At first she was discrete, but this changed when she caught Anna selling some of her books.  “How could she do that to me? Never in my wildest dreams did I think she would betray me like this. She knows how I hate lending books, never mind selling them. And she’s given up smoking.”   But no-one offered any sympathy, least of all Sylvia.

In desperation, Ottie haunted Anna. Whenever she listed or was about to list one of her books on the internet, Ottie would take it and hide it. This wasn’t hard given the quantity of books, some piled on the floor, some stacked on tables and others shelved in double rows.

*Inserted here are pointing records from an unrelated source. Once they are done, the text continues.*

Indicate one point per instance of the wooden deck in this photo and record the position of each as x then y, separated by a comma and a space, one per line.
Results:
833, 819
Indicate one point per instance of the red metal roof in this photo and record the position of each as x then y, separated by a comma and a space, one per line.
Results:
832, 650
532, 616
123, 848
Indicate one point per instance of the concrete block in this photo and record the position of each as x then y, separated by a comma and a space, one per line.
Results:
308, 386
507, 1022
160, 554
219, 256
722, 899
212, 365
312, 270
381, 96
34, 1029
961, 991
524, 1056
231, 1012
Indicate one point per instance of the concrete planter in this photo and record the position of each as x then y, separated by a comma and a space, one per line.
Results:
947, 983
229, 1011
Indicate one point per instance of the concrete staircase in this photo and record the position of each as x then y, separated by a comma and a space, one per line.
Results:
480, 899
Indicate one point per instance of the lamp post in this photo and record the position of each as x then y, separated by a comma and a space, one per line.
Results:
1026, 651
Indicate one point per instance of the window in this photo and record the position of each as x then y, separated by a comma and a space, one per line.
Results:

In the beginning Anna would joke about the disappearing books:  “I can just see her, fag in hand, an angry ghost hovering over her books.  I’m waiting for the earth to open up and swallow me”  

“If only” muttered Ottie.

Then things began to go sour. As more and more books vanished, as bigger and bigger gaps appeared on the shelves, Anna became convinced that she was on the edge of senility, that she had forgotten where she had put them or even worse, that she had made the titles up. As her stress increased, Anna began slinging abuse at Ottie, blaming her mother for the lost books. This upset Anna even further as she knew that ghosts didn’t exist.

It was Sylvia who finally intervened.   “Stop being so stupid. We’re dead and our books are now somebody else’s. For an old book to help shape a new library is the ultimate reincarnation and you of all people should know that. Show me where they are, and we’ll pile them under the spare bed. Poor Anna will spend a lifetime wondering who put them there, but so be it.”  Ottie did as she was told.

Tormenting Anna, Ottie called it teasing, had become as much part of the game as reclaiming her books. It was her other life. She would continue, but much more surreptitiously, not as often and not as maliciously.  And as she really did love her daughter, she might sometimes even put books her way and who knows, maybe even a packet of cigarettes.